No obstante, lo cierto es que la primera vez que decidió adentrarse en el mundo de los colores, las texturas y el olor a disolvente fue en uno de los cursos que organizó el Ayuntamiento de Palafolls. “En 1992 el municipio pensó en enseñar a cocinar, a coser o a pintar, y yo fui a esta última opción. Lo estuve haciendo durante bastante tiempo y los últimos fueron estos cuadros que ahora expongo”, rememora, pues la artrosis le impidió seguir dibujando. “Mi espalda no aguanta derecha y sentada se pierde la perspectiva”, asegura. Aun así, no pierde el optimismo que le caracteriza: “Me da pena pero disfruté mucho esa época y cuando la recuerdo estoy feliz”.
La pintura se volvió de esta forma parte del pasado hasta que un día el doctor de la residencia, Ricardo Santalices, descubrió el don de Llobet. “Le regalé un cuadro porque es una persona muy agradable y que atiende muy bien, pero cuando lo vio le gustó tanto que él dio los pasos para que se expusieran”. Una reacción inesperada para ella y de la que confiesa sentirse muy “orgullosa”.

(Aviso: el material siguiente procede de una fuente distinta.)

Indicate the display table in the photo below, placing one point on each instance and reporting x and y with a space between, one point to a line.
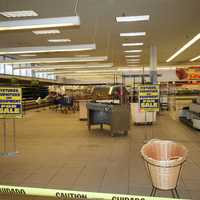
115 115
83 109
139 117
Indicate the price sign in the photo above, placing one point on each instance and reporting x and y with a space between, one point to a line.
10 102
149 98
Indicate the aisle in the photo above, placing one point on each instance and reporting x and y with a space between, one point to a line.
56 151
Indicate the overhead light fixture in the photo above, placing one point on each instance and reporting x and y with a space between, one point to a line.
187 45
133 59
133 56
81 56
129 69
45 49
46 32
55 67
56 60
132 65
133 51
132 34
132 44
81 72
39 23
194 59
166 68
133 18
133 62
59 40
21 13
28 55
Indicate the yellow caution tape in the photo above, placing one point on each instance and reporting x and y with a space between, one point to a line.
69 194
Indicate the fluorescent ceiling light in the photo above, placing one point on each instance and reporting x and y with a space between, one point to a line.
81 56
39 23
55 67
56 60
133 56
194 59
133 18
45 32
132 44
21 13
166 68
133 60
87 71
132 65
187 45
28 55
129 69
59 40
80 72
132 34
45 49
133 51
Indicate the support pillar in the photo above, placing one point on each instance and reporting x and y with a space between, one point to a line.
153 64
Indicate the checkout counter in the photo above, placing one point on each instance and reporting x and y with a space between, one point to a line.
109 112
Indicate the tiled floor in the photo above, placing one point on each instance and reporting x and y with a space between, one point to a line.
57 151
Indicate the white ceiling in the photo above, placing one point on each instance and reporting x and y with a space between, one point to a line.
172 23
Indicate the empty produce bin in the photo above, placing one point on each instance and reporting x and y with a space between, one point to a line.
164 160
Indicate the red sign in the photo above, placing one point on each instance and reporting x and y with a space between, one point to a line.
190 73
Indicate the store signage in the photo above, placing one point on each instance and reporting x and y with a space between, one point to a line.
67 194
189 73
10 102
149 97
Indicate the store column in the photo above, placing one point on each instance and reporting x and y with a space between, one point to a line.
153 64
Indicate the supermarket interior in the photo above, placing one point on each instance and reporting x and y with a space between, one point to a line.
99 99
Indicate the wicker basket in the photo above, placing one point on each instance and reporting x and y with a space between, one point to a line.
164 160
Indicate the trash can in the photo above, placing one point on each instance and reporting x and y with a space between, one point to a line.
164 161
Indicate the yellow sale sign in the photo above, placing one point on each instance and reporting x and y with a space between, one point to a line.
10 102
149 97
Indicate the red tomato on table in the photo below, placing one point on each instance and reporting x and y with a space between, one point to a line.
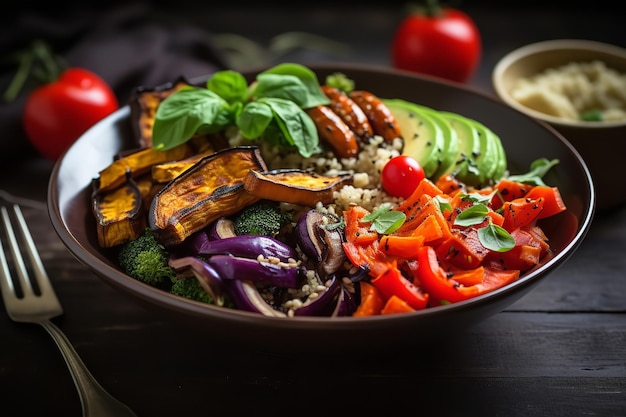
57 113
439 41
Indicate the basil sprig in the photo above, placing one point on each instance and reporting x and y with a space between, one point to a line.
272 107
384 219
491 236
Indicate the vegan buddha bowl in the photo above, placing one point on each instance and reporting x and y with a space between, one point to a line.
299 206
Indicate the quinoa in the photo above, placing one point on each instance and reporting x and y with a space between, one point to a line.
365 168
365 191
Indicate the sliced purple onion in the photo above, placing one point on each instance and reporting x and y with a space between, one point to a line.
322 245
221 228
266 273
245 246
246 296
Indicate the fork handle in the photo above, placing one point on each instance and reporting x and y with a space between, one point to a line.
95 400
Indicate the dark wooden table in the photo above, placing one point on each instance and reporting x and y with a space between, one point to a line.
560 351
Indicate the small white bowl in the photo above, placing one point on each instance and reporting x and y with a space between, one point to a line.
601 144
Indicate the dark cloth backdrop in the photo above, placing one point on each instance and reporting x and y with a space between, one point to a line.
127 44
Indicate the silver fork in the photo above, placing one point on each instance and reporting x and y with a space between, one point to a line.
38 303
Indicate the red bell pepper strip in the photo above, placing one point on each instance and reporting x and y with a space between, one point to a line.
552 200
435 282
372 301
396 305
392 282
521 212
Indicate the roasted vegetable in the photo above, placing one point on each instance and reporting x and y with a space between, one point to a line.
146 260
260 219
167 171
349 112
120 215
137 163
212 188
294 186
334 131
321 243
380 117
143 104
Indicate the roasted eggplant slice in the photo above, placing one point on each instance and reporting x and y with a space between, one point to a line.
120 214
295 186
212 188
138 163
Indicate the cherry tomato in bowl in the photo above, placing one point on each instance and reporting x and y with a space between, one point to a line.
438 41
57 113
401 176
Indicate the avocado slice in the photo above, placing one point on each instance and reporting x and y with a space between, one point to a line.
450 144
486 161
465 167
423 137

Inteligente, curiosa y risueña, Dª. Herminia sigue cada día cultivando su amor por el arte y la cultura. Baila, lee todo lo que tiene a su alcance, cuenta adivinanzas e incluso compone sus propios poemas:
Amarte amor quisiera,
amarte con desespera,
amarte con ansia fiera,
amarte de tal manera,
que otro amor como mi amor no hubiera
Es mío, no es copiado de ninguna parte”, ratifica risueña y satisfecha de su invención. A pesar de que su infancia fue dura, porque su padre murió durante la Guerra Civil cuando apenas tenía 6 meses y con 14 años dejó el colegio para trabajar con máquinas de coser, Llobet aprendió por su propia voluntad, pues el “querer es poder”. Sin duda, es un ejemplo a seguir.